You run the danger of losing his trust if you fling yourself at a guy you essentially know nothing about. It is one of the most common mistakes women make thinking that every man would appreciate such a gesture. Additionally, you let him know that you are unworthy of “the pursuit.” (Unfortunately, men do experience this, at least in part.)
4. Talking excessively
Do you find stillness uncomfortable? Do you frequently feel the urge to comment on everything that happens or have something to say?
It’s great to be a lively, animated woman who adds life to every conversation in a relationship (otherwise, it’s just physical intimacy and staring at the wall), but if you often break silence just because you’re uncomfortable, your words will hurt intimacy, not help it. Learning to enjoy silence together is one of the strongest forms of intimacy.
5. Having the appearance of a police interrogator due to your excessive questioning
Do you frequently inquire in an almost accusatory manner about the nature of your connection, including where it’s heading and what he’s thinking? At the beginning of a relationship, questions like these can come off as desperate and controlling.
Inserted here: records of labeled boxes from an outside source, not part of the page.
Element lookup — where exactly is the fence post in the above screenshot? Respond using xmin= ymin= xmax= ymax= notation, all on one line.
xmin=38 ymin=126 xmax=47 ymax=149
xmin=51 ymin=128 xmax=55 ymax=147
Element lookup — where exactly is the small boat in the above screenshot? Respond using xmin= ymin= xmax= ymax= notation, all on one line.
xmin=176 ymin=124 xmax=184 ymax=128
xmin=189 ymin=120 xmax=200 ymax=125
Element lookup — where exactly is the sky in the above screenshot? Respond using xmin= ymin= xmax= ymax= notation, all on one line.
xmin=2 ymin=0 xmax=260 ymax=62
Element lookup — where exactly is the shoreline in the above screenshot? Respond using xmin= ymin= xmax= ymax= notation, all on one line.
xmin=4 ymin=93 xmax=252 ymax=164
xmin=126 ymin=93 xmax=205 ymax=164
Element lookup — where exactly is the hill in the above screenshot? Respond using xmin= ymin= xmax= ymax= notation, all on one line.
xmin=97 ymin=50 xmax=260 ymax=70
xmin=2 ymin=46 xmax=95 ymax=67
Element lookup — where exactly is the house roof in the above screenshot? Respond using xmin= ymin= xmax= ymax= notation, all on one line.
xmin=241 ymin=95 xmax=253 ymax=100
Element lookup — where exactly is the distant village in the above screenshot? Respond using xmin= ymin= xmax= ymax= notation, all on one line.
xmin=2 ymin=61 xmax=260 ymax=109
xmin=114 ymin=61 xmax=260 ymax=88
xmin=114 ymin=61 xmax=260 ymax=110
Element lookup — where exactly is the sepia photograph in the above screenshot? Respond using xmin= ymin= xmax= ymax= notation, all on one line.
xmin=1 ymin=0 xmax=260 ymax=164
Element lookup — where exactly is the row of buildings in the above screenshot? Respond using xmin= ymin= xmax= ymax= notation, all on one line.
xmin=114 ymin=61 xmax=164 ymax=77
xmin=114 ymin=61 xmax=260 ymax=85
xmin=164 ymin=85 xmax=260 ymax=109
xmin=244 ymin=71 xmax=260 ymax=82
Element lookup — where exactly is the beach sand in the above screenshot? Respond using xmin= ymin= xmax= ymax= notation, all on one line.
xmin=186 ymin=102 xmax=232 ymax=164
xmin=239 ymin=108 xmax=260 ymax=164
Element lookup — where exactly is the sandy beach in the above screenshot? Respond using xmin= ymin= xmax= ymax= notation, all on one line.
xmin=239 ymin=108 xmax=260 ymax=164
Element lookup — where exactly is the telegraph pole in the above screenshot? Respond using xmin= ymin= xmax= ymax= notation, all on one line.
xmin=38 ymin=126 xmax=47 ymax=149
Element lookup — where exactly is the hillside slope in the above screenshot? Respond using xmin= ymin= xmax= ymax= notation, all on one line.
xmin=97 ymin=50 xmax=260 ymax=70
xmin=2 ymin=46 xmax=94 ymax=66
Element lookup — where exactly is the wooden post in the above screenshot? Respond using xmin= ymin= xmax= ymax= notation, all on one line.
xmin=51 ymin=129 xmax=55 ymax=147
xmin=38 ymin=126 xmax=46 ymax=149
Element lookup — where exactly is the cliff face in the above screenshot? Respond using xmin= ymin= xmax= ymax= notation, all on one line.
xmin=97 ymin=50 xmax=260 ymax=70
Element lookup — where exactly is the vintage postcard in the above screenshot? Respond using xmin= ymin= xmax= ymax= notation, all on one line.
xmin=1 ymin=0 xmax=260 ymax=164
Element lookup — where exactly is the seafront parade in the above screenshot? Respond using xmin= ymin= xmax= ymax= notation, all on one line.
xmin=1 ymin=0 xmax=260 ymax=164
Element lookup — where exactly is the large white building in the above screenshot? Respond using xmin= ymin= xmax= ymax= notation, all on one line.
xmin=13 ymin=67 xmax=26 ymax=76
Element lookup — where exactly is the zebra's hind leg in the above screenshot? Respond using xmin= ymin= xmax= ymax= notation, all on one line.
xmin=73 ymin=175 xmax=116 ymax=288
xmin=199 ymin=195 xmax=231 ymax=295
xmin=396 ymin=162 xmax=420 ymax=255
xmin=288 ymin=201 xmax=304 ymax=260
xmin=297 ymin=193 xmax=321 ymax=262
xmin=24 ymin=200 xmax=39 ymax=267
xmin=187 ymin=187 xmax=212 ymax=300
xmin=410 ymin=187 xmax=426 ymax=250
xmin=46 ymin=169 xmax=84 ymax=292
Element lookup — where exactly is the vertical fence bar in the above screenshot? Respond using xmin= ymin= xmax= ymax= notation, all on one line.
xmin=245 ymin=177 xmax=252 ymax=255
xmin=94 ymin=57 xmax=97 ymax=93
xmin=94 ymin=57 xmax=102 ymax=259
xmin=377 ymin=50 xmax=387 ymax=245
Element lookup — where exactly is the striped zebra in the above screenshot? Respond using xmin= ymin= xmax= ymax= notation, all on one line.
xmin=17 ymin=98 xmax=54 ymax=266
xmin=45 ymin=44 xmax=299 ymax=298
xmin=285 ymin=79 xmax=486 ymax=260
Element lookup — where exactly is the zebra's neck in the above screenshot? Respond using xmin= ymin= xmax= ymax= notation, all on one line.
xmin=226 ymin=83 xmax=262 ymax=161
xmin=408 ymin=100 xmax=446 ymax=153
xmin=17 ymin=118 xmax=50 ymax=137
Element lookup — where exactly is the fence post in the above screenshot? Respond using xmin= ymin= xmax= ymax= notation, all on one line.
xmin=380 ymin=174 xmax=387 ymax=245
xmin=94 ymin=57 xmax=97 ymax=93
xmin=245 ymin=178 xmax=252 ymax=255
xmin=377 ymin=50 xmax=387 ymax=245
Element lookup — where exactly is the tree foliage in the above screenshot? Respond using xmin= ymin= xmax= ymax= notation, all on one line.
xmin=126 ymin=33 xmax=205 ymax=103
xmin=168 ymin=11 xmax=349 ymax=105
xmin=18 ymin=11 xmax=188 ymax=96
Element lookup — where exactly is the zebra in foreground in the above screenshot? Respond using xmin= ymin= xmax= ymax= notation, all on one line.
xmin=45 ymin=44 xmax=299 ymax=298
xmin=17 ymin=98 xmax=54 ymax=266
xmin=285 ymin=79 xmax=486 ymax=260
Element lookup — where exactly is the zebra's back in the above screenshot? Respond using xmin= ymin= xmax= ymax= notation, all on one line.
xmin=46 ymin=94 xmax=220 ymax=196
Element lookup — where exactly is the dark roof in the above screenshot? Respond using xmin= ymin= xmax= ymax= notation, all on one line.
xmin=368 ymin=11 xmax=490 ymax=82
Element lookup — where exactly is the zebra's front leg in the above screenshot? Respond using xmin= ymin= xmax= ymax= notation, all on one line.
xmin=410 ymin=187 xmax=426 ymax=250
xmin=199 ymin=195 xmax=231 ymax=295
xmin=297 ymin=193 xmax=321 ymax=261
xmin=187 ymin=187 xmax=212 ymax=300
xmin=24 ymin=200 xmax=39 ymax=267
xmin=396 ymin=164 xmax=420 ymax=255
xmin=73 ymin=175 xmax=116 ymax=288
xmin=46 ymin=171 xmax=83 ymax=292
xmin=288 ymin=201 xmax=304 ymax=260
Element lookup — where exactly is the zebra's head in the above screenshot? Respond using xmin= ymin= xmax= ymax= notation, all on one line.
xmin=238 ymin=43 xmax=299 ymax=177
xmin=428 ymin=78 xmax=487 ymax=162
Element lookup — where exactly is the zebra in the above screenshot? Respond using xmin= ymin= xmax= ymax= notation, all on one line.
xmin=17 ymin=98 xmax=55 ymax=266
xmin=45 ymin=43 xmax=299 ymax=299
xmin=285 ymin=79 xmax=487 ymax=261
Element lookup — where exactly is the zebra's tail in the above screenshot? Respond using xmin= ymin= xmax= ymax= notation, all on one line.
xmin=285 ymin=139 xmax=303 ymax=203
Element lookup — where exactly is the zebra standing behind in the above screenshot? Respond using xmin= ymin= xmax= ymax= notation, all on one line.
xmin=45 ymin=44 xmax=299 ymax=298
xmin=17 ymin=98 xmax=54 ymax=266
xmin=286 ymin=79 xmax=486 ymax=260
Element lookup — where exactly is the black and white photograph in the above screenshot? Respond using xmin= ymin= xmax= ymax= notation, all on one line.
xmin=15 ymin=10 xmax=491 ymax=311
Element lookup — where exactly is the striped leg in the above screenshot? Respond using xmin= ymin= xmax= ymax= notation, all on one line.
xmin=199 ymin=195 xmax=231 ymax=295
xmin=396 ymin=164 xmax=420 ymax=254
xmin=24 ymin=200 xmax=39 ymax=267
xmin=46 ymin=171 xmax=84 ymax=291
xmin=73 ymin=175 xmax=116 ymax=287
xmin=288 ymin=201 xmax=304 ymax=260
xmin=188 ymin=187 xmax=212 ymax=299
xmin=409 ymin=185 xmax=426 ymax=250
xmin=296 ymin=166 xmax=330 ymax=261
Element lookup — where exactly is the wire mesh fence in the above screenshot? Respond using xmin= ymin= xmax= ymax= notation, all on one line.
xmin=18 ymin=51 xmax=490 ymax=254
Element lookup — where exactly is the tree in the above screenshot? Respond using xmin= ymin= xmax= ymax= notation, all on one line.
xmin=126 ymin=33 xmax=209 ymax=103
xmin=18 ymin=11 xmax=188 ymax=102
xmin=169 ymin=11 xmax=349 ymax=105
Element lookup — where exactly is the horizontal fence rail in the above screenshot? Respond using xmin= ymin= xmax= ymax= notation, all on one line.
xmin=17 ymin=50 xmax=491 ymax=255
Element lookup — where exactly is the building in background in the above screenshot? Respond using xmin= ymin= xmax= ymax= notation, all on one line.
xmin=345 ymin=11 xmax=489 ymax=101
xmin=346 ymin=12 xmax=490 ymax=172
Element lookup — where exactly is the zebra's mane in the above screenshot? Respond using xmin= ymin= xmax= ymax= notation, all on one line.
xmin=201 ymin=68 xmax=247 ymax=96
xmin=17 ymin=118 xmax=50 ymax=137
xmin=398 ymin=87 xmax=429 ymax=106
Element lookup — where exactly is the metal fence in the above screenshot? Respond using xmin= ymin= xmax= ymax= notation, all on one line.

The early stages of dating can be quite a tricky stage but it’s not to undermine that real work in a relationship takes place when you are past the honeymoon phase. If being a woman you have frequently been in a scenario where you are ghosted by guys,, take a step back to retrospect what might be wrong. Is it really the wrong guys or are you moving too fast? On the flip side, if you are a guy or know someone who always runs away on the slightest of inconveniences during dating. Maybe you also need to give others a chance and be patient with how things really turn out. Learning to communicate on what you want and what you feel comfortable with goes a long way into establishing an early trust in the relationship.